This blog post demonstrates, how to improve the performance of DI pipeline by grouping multiple messages into a batch rather than send a single message at a time.
I had a requirement to expose some ECC data to enterprise Kafka topic using SAP Data Intelligence. I developed a custom ABAP operator to read data from ABAP function module and pass it to Kafka in JSON format.
Version of DI – SAP Data Intelligence 3.0
My initial build: Single Json message out
In this build, I had a function module (FM) to export a table of JSON messages and record count. Custom ABAP operator did a loop on the table and sent one message at a time to DI.
Main components of pipeline are
- Custom ABAP operator to read data from FM
- Kafka Producer
This design worked correctly and messages are posted in kafka as expected. However, throughput was very low at about 20 msg/sec.

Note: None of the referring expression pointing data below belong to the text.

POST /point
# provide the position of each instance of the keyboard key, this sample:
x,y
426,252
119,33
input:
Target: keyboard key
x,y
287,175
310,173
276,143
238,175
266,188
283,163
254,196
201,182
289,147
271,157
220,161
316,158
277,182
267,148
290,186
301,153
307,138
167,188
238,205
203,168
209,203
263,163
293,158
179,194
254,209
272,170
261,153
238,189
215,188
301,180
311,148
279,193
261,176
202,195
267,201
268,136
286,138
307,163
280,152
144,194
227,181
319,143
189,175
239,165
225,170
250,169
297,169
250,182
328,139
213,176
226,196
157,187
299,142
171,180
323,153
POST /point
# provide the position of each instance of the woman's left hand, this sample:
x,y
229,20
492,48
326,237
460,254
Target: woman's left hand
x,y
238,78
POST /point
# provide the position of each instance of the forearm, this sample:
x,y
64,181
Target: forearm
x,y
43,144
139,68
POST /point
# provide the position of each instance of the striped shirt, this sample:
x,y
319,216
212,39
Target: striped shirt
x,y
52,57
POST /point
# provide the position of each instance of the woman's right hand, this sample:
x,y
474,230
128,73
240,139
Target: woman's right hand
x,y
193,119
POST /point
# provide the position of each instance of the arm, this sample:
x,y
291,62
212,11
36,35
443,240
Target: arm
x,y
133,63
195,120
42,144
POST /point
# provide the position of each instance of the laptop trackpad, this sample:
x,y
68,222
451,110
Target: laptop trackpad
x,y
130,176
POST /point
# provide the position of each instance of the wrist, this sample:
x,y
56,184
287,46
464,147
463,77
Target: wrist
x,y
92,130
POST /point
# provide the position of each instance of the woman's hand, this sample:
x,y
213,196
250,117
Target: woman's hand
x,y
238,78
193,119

Our bottleneck was communication between ABAP and DI layer – Abap code ended in seconds, but it took 24 minutes to see full payload of 24K messages in DI layer.

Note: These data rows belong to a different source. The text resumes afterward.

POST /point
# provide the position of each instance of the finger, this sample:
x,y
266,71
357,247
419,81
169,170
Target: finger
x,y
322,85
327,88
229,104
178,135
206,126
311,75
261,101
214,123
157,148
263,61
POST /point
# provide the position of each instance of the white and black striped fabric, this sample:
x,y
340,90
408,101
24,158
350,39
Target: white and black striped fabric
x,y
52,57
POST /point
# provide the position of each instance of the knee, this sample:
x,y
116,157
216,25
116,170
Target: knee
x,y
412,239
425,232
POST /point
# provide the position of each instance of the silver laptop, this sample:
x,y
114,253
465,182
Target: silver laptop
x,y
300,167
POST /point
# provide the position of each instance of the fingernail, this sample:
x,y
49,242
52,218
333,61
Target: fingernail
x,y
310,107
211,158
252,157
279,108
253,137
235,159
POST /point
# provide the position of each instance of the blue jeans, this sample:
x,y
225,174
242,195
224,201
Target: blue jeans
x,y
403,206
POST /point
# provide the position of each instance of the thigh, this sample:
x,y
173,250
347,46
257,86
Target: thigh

How I improved the performance: Batch multiple JSON messages into Stream output. This enables DI to consume more data with each read
DI interprets series of strings separated by NEWLINE (\n) as stream and has operators to convert ‘String to Stream’ and from ‘Stream to String’. I did the following changes to extract a stream of data from the ABAP layer.
- Update ABAP function module to concatenate messages into one long string separated by ‘\n’. So now the function module exports a long string instead of table of messages. Take care to limit your string length if you have large payload. I limited mine to 1M chars.
- Pass this output into the ‘StringToStream’ operator, so DI sees it as a stream.
- Then connect it to ‘StreamToString’ to split the output into multiple messages for Kafka
Now, ABAP operator in DI does not have to read multiple strings from backend, but only one long output. Once data is in the DI layer, pipeline completed very fast improving throughput by 1400% from 20 msg/sec to 300 msg/sec.
Main components in this pipeline are:
- Custom ABAP operator to reads data from FM
- ‘StringToStream’ Operator
- ‘StreamToString’ Operator
- Kafka Producer
Hope this helps to tune your pipelines. I would love to hear if you have used other techniques to improve your pipeline performance.